Pour venir rajouter, je comparerai Enter The Void à La Haine de Mathieu Kassovitz.

Film Information | Picturehouse Cinemas
Scène du film La haine, réalisé par Mathieu Kassovitz

Ces deux films dresse un portait sur un monde qui entoure nos protagoniste, eux-mêmes se posent des questions et on les suit dans un deuil qui font à une France ravagé par une image clichés et raciste des banlieues. Dans les deux films, il y’a une vrai recherche esthétique derrière plusieurs plans Par exemple, nous noterons le célèbre plan vertigo dans La haine (ci-gauche) comme les différents angles de vues des plans subjectifs de Enter The Void (ci-dessous) Les deux sont d’une brillance artistique, laissant parler le vide sans mettre de trop plein.

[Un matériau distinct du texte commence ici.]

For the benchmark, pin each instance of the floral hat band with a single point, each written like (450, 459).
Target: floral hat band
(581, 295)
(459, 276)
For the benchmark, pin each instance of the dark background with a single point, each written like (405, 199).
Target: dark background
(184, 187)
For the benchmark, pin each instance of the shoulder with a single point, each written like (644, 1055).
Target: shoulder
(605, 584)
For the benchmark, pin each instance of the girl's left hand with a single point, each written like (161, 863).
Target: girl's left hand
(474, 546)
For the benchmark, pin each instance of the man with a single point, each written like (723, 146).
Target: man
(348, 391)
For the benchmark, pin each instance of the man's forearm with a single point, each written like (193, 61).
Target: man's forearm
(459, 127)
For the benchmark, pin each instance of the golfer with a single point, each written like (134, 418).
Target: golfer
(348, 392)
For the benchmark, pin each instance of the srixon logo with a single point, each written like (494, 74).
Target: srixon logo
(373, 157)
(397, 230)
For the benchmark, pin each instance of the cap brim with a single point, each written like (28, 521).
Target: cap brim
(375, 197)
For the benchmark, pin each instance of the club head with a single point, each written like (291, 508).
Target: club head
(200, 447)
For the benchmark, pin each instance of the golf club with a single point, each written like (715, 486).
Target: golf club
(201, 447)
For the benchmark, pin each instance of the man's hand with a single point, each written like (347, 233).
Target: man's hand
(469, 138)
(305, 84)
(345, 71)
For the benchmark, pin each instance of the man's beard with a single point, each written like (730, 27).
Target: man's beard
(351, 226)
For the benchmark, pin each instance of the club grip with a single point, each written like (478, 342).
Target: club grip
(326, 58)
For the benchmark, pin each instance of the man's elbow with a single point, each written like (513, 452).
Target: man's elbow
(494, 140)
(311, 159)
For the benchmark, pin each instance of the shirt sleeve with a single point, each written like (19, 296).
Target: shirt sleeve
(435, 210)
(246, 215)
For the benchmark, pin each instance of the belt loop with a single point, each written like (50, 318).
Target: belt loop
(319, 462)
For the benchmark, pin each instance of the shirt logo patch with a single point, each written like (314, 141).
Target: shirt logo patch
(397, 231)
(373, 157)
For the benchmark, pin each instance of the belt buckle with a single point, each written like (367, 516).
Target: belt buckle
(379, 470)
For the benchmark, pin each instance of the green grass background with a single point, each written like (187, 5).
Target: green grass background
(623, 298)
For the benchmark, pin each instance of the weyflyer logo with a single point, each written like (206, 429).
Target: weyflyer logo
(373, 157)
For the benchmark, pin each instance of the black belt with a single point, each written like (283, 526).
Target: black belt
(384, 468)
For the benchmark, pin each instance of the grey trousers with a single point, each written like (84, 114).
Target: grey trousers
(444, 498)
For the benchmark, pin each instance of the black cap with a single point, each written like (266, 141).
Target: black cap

Pour finir, Enter The Void est bel et bien un film termite, qui avec le temps se verra devenir un des grands classiques du cinéaste français. Noé à son univers, sa maîtrise et son art avec lui, pour le reste, c’est à nous de le faire exister et de montrer que le cinéma dont Manny Farber revendiquait, vaut toujours la peine d’être vu et créer parce qu’au final le cinéma c’est fait pour ça non? Entrer dans un monde vide, que l’iris d’une caméra à conçu pour nous, afin de le faire vivre de par notre iris à nous.

Linda lorsqu’elle se fait surveille par oscar.